La Regione Abruzzo per ora non adotta ordinanze e restrizioni dell’acqua per fronteggiare l’emergenza siccità, ma è pronta a prendere provvedimenti – come nelle regioni del Nord più colpite – se la situazione dovesse peggiorare. Lo confermano gli uffici della Protezione civile regionale, dove non risulta in cantiere per ora una ordinanza specifica. Si aspetterà, dunque, un’eventuale stato d’emergenza dichiarato dal Governo nazionale, il quale sta anche lavorando a un decreto specifico atteso per i prossimi giorni.
«Anche l’Abruzzo risente del problema annoso della crisi idrica e registra diverse criticità sul suo territorio, ma in questa fase emergenziale non è tra le regioni più colpite. C’è comunque un’intesa con le Regioni del Nord, che vivono situazioni più drammatiche e hanno chiesto lo stato d’emergenza»: così l’assessore regionale Nicoletta Verì, che ieri ha rappresentato l’Abruzzo a Roma, alla conferenza Stato-Regioni a cui ha preso parte il capo del Dipartimento della Protezione civile nazionale Fabrizio Curcio per affrontare anche – ma non esclusivamente – il tema della siccità che sta tenendo banco da giorni in tutta Italia.
L’Abruzzo del resto è considerato in questa fase a rischio “medio” riguardo all’approvvigionamento di acqua, a differenza di regioni che hanno già il bollino “arancione” se non addirittura “rosso”, vista l’importante riduzione della portata dei fiumi, soprattutto in Pianura Padana, che mette a rischio diversi settori.
Questo, anche se le associazioni di categoria che rappresentano le aziende agricole abruzzesi lamentano comunque difficoltà nelle coltivazioni in alcune aree specifiche del territorio e chiedono ristori, azioni contro gli sprechi dell’acqua e opere per la sistemazione delle condotte e dei sistemi di irrigazione, ma anche lo sblocco della situazione di commissariamento dei consorzi di bonifica.
La Regione, prima ancora che su divieti e razionamenti a breve termine, sembra non a caso concentrata piuttosto sugli interventi nel medio-lungo periodo: «Nella riunione con Curcio è stato chiesto di accedere ai fondi del Pnrr, anche per il sostegno all’innovazione tecnologica dell’agricoltura. L’obiettivo è una strategia nazionale che, attraverso un piano, punti a trattenere l’acqua piovana per utilizzarla per l’irrigazione. E poi c’è la questione del fondi per finanziare l’acquisto di autoclavi da parte delle famiglie. La crisi idrica è infatti un problema annoso e peggiorato nei decenni, che ha colpito pesantemente l’Abruzzo negli anni scorsi», ha aggiunto Verì.
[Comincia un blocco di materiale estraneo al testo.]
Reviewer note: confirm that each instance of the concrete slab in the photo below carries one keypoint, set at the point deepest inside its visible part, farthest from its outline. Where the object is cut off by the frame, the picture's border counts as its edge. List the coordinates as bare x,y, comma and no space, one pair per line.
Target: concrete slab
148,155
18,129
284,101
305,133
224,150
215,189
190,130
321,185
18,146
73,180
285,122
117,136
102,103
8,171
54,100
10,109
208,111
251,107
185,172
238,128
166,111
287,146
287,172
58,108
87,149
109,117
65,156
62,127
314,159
«Stiamo ragionando sui parametri tecnici per andare incontro alle richieste del territorio», ha risposto Curcio alle Regioni, che hanno sollecitato lo stato di emergenza, «ricordiamoci che lo stato di emergenza serve a fare delle cose. Si sta lavorando per definire quali sono le attività che seguono allo stato di emergenza che non è un’idea ma consiste in una serie di azioni che vanno fatte. Insieme alla dichiarazione vanno verificate le azioni, ci stiamo lavorando».
Il tema della siccità, in realtà, è solo uno di quelli trattati durante la riunione della conferenza Stato-Regioni di ieri. La presenza di Verì –– che ha il ruolo di assessore alla Sanità – in rappresentanza dell’Abruzzo è infatti dovuta al primo punto all’ordine del giorno, quello incentrato sulla “rendicontazione delle spese Covid in relazione alla prossima assegnazione dei fondi alle Regioni, di competenza del Dipartimento”. Nell’incontro si è parlato anche delle problematiche legate all’accoglienza dei profughi ucraini e della lotta agli incendi boschivi, altro tema legato in qualche modo anche a quello della siccità.